I denti del labrador cucciolo, che sono spilloni fatti e finiti, su un polso umano hanno un effetto tipo vergine di Norimberga.
Ovviamente il Labrador non ti morde MAI, perché è un cane buonissimo-mai-aggressivo-desideroso-di-piacere: però è un retriever, ovvero un cane da riporto. E quindi ti riporta.
No, non nel senso che riporta qualcosa “a” te: riporta proprio te.
Dove non si sa, a chi non si sa, l’importante è prenderti in bocca e andare, mentre tu ululi “Ahio! Mollami! Mi fai male!”.
Dopo due giorni che hanno in casa un cucciolo, fortunatamente, tutti gli umani di Labrador si muniscono di un dummy (il tipico riportello da retriever), ma anche solo di uno straccetto, un salsicciotto, un pollo di gomma, insomma qualsiasi cosa si possa utilizzare come prolungamento insensibile dei propri arti ipersensibili.


L’effetto conseguente è quello di “cucciolo che porta a spasso il padrone”.
Circa sei-sette mesi dopo si vedrà invece l’effetto “cane adulto che porta a spasso il padrone”, con un guinzaglio al posto dell’accessorio per cuccioli: col che si fa sempre una figura di merda, ma si è un filino meno comici di quando si viene portati a spasso attaccati a un pollo di gomma.



NOTA 2: anche sull’”intelligente”, a dire il vero, qualche piccola remora ce l’avrei.
Perché se intendiamo “docile”, “accondiscendente”, “facile da addestrare” eccetera… allora sì, ci siamo: a meno che l’umano non sia proprio impedito, un Labrador riesce a educarlo/addestrarlo anche un bambino.

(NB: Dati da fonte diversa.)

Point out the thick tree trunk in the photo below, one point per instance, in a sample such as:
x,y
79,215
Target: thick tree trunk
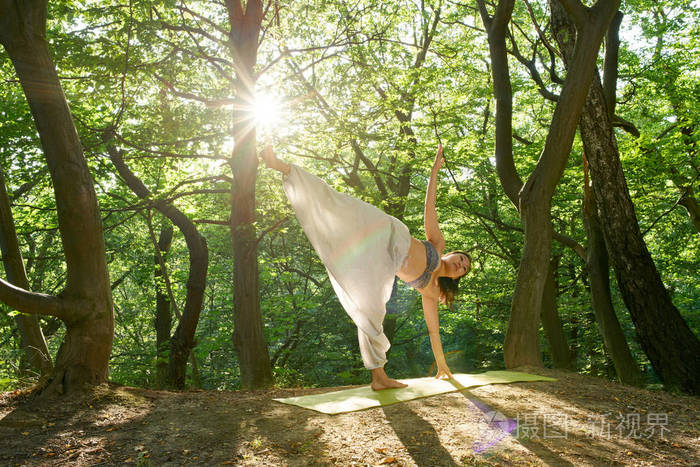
x,y
164,314
667,340
85,305
36,353
521,343
598,272
248,335
553,329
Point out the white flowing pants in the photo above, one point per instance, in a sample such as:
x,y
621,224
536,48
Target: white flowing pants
x,y
362,249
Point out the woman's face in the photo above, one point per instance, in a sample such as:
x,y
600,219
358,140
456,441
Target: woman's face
x,y
457,265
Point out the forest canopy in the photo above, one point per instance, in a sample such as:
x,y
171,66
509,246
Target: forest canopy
x,y
195,254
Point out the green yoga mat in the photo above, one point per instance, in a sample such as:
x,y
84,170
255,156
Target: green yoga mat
x,y
350,400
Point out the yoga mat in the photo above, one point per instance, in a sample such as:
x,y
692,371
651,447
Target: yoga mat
x,y
350,400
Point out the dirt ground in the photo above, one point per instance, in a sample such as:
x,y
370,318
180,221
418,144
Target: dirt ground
x,y
575,421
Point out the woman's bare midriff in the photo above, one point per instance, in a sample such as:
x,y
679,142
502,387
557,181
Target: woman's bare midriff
x,y
415,262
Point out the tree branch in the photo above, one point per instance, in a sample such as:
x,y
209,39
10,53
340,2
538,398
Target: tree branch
x,y
32,302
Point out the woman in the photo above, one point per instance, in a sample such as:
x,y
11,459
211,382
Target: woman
x,y
363,249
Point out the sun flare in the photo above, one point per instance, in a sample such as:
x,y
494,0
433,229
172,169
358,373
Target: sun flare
x,y
267,111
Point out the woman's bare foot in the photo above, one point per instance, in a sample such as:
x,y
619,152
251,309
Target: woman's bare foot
x,y
272,162
381,381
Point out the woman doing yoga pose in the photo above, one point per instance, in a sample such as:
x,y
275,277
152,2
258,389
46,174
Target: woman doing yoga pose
x,y
363,248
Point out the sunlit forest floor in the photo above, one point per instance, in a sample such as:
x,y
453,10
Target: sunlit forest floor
x,y
577,420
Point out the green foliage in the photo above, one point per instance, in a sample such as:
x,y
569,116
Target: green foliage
x,y
346,73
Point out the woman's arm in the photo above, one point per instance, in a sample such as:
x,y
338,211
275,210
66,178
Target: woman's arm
x,y
432,229
433,322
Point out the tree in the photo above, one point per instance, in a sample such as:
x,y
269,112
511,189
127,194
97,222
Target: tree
x,y
182,341
673,349
32,339
534,198
85,304
248,336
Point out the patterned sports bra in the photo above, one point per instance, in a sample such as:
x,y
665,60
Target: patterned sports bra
x,y
431,263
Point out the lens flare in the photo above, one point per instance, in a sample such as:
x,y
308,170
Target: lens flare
x,y
267,112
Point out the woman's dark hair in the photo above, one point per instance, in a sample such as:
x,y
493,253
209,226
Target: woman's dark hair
x,y
450,287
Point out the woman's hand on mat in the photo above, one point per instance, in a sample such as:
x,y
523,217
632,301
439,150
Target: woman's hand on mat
x,y
439,160
443,373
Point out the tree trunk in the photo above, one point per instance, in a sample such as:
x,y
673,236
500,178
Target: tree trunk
x,y
598,272
182,342
248,335
672,348
521,345
553,329
85,305
164,314
691,206
36,353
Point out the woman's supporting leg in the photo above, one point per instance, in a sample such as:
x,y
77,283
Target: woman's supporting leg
x,y
373,351
381,381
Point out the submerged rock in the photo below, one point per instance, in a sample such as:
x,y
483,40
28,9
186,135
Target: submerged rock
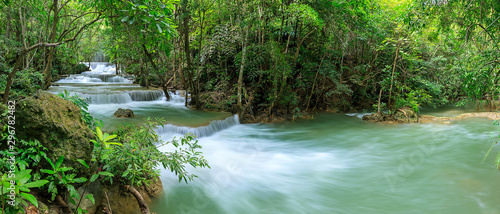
x,y
56,123
404,115
122,201
124,113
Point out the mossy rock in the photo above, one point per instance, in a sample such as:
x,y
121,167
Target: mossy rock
x,y
56,123
405,115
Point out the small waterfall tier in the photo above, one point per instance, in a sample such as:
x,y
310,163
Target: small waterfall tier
x,y
99,73
203,131
124,97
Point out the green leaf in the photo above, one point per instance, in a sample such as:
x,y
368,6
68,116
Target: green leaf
x,y
106,174
64,169
159,28
48,171
90,197
80,180
59,161
109,137
94,177
124,19
30,198
36,184
83,163
21,175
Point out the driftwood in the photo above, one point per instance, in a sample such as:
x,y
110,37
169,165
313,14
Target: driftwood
x,y
63,204
142,204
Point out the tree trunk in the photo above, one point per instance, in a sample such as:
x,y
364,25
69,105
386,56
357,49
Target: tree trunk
x,y
11,75
185,29
47,80
392,76
240,78
142,204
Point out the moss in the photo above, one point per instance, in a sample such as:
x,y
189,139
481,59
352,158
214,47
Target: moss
x,y
56,123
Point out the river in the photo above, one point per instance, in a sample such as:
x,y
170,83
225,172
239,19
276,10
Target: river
x,y
334,163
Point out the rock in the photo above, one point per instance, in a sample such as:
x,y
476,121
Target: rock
x,y
56,123
374,117
122,201
124,113
97,192
405,115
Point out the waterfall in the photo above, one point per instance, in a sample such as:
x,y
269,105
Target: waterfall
x,y
101,72
115,98
145,95
203,131
124,97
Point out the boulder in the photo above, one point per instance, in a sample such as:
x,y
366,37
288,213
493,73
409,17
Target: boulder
x,y
56,123
124,113
94,188
405,115
122,201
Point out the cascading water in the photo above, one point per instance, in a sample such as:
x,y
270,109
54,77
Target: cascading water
x,y
332,164
203,131
100,73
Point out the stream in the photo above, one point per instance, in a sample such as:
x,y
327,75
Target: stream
x,y
335,163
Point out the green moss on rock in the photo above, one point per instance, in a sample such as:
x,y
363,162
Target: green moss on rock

Chi ha letto o visto “Io e Marley” sappia che gli umani del libro/film erano assolutamente impediti, oltre ad avere un cane un filino più esagitato della media (ma neanche troppo): se vi siete immedesimati in loro, vi consiglio di filare ad iscrivervi a un corso per retriever (e non a un corso tenuto al parchetto da un’educatrice altrettanto impedita, come quella di cui si legge/che si vede nel libro/film).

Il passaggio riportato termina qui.